US experts Wednesday urged Washington to drop its cautious stance and boost backing for Syrian rebels, including possible arms and air support, to avoid further bloodshed and atrocities.
They also told US lawmakers that as the Syrian regime begins to move its stockpiles of chemical weapons, the US administration must spell out red lines to President Bashar al-Assad on what would spark military intervention.
"It would be comforting to think that Assad knows that using such weapons of mass destruction would be crossing a red line -- but unfortunately that would be too optimistic," Andrew Tabler, senior fellow at the Washington Institute for Near East Policy, told the Senate Foreign Relations committee.
So far, Washington has refused any talk of US military engagement in Syria and limited its backing for the Syrian opposition to non-lethal support such as communications equipment, with some $25 million set aside for such aid.
It has also provided a further $64 million for humanitarian assistance, such as helping set up camps for the tens of thousands of refugees streaming across the borders of Syria into neighboring Jordan and Turkey.
Just three months before US presidential elections and as the nation withdraws troops in Afghanistan, there is little appetite for any US military action in Syria.
Instead, the administration of President Barack Obama has focused on working to bring together the fractured Syrian opposition in a bid to tip the scales in the 17-month conflict that has claimed an estimated 20,000 lives.
Committee chairman, Democratic Senator John Kerry, said it was "imperative to work to expedite President Assad's exit," adding it was perhaps time to shift emphasis and work more closely with organizations such as NATO.
"What is clear is that we cannot appear to be feckless, or impotent, or ineffective, in the face of this kind of use of force by anybody against their own people with the implications that it has for the region itself," Kerry said.
But he cautioned that the United States needed to remain "clear-eyed," saying the United States could not just "willy-nilly commit some forces to a conflict without... a clear objective, and certainly without sober evaluation of the implications."
"With respect to a red line, I can't go into the details here, but I tell you there's a red line, and people know what it is. The people who need to know, know what it is," Kerry said.
But US senators were warned that the longer the conflict in Syria drags on, the greater the danger of mass atrocities and that the lack of stronger US action could also pave the way for a drawn-out sectarian conflict.
"The consequences are very bad, and they are coming down the road... that's why I think it's important for us to step up active engagement, but to do it in a wise way," Martin Indyk, ex-US ambassador to Israel, said.
Indyk, now director of the foreign policy program at the Brookings Institution, warned however that "we need to know who we are arming," saying he was not sure the United States had a clear handle yet on all the different groups that make up the Syrian opposition and their objectives.

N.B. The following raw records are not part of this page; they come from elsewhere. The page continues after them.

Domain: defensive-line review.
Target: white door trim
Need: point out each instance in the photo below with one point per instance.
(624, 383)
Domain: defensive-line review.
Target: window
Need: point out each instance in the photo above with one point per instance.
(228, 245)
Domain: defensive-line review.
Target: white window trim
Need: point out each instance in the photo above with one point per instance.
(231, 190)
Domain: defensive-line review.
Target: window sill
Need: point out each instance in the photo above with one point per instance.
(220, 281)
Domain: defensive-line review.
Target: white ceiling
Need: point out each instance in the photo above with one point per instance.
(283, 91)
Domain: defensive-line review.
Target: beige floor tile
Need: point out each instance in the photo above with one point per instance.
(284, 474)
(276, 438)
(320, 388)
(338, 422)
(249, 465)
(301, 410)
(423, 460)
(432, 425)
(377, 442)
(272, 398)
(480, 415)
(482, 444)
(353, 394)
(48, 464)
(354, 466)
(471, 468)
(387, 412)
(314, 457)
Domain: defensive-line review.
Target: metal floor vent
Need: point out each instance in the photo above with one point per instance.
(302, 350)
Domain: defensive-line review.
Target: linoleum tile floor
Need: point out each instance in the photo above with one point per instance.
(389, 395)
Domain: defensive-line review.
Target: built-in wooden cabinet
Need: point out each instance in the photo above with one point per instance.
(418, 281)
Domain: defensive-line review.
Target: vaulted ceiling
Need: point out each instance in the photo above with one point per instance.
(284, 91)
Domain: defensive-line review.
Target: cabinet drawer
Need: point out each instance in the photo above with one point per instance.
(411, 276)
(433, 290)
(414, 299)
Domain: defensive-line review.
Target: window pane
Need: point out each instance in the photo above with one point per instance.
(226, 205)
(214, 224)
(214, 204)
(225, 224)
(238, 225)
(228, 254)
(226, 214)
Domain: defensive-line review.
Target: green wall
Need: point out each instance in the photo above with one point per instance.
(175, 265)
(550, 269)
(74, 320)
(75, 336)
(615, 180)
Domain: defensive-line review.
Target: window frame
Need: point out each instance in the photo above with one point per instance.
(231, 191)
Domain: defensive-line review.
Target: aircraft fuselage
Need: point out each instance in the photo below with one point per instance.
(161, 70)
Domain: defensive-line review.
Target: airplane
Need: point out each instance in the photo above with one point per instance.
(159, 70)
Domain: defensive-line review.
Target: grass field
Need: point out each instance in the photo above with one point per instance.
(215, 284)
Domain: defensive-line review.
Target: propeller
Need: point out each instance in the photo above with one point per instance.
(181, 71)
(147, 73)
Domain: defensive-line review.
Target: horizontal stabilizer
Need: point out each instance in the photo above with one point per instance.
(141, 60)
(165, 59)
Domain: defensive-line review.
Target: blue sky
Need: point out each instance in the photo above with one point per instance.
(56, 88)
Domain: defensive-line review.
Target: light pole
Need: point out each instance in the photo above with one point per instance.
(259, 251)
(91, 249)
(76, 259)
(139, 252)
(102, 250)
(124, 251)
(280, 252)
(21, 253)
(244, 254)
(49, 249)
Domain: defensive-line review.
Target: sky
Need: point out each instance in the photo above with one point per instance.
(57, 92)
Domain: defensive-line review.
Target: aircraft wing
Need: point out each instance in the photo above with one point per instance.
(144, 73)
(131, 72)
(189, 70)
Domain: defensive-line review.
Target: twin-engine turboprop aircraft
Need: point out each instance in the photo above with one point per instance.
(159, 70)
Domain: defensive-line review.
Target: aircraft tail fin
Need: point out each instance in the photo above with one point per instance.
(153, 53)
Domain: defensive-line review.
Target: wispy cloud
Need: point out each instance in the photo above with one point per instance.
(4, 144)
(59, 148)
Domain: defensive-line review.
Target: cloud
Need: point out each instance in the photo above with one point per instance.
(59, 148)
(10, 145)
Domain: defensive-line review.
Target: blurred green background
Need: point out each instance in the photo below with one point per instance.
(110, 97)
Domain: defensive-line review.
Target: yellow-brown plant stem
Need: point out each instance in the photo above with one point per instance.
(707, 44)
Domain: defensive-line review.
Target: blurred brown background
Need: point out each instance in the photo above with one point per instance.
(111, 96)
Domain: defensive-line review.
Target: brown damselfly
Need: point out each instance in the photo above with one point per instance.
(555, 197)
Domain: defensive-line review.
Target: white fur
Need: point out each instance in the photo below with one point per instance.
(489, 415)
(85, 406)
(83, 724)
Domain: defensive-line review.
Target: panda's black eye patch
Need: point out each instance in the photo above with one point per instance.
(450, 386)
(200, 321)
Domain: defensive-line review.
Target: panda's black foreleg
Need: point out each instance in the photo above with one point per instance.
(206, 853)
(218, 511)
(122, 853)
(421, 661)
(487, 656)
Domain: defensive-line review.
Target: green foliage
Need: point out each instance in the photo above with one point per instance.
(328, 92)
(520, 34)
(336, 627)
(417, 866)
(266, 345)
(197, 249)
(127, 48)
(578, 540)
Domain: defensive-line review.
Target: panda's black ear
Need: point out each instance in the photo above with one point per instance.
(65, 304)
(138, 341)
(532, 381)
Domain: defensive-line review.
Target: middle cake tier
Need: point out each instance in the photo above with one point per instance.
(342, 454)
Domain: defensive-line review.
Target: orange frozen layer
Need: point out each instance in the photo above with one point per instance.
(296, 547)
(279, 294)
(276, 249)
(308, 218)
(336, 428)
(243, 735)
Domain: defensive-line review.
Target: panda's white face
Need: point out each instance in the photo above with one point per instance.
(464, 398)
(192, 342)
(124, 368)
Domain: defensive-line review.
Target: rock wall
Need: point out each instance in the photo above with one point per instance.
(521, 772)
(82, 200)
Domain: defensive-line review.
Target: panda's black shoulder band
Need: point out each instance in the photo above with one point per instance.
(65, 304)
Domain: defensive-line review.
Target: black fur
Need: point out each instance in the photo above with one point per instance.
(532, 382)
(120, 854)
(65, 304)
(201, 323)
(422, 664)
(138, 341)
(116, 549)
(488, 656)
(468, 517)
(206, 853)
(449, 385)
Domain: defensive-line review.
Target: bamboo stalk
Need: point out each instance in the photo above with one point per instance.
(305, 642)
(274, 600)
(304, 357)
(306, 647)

Director for international security at the RAND Corporation James Dobbins said one further step could be imposing a "no-fly" zone over some or all of Syria, which would require some kind of US participation.
"Doing so would present a tougher challenge than faced during the air campaigns over Bosnia, Kosovo, Afghanistan or Iraq, in none of which the United States lost a single pilot, but the task is hardly beyond the capacity of the United States," he told senators.
He also argued that if Syrian forces began systematically using fixed-wing aircraft against the opposition, that could be designated as another "red line" for greater US engagement.
But Dobbins, a former US ambassador to the European Union, cautioned there should be pre-conditions including that the Syrian opposition asked for help, and that the Arab League endorsed any such call.
Most NATO allies should also support the plan, but while a UN Security Council mandate would be "highly desirable, as demonstrated in Kosovo, (it is) not absolutely necessary," he said.